# Help with hydrogen peroxide



## andy1987 (Feb 24, 2010)

I searched for hydrogen peroxide but there is only one place nearby.

and sell the hydrogen peroxide at 50% I can use for fingers?

the price is 0.95 cents per kilogram and only sell a barrel of 65 kg that would be $ 62.00

who do you think?


----------



## Platdigger (Feb 24, 2010)

What do I think? I think I will take 10 barrels. When can you deliver?
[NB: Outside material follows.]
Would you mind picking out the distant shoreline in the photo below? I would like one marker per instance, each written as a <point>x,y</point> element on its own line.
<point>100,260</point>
No really, that is a great price.


----------



## patnor1011 (Feb 24, 2010)

if you are looking for smaller quantity ask in pharmacy.


----------



## Oz (Feb 24, 2010)

50% H2O2 can be rather dangerous, I seriously doubt any pharmacy will be selling it. Having said that, if you know how to use it safely that is a good price.


----------



## patnor1011 (Feb 24, 2010)

yeah I forget to add that H2O2 from pharmacy will be 3-6% but that is suitable enough for AP process. and you dont really need much as you can re-use that good few times...


----------



## Oz (Feb 24, 2010)

Putting 50% H2O2 into HCl to use as AP will make a good portion of your gold foils black cemented gold powder in the bottom of your reaction vessel as long as there is still enough copper present to take it out of solution. Forgetting about refining for a moment, be cautious with strong oxidizers from a safety standpoint.


----------



## aflacglobal (Feb 24, 2010)

http://www.scribd.com/doc/27376589/Rocketdyne-Hydrogen-Peroxide-Handbook


----------



## Irons (Feb 24, 2010)

I have found that adding concentrated H2O2 to concentrated HCl can be violent at times. All I can get is 27%. I can't imagine how violent 50% H2O2 would be.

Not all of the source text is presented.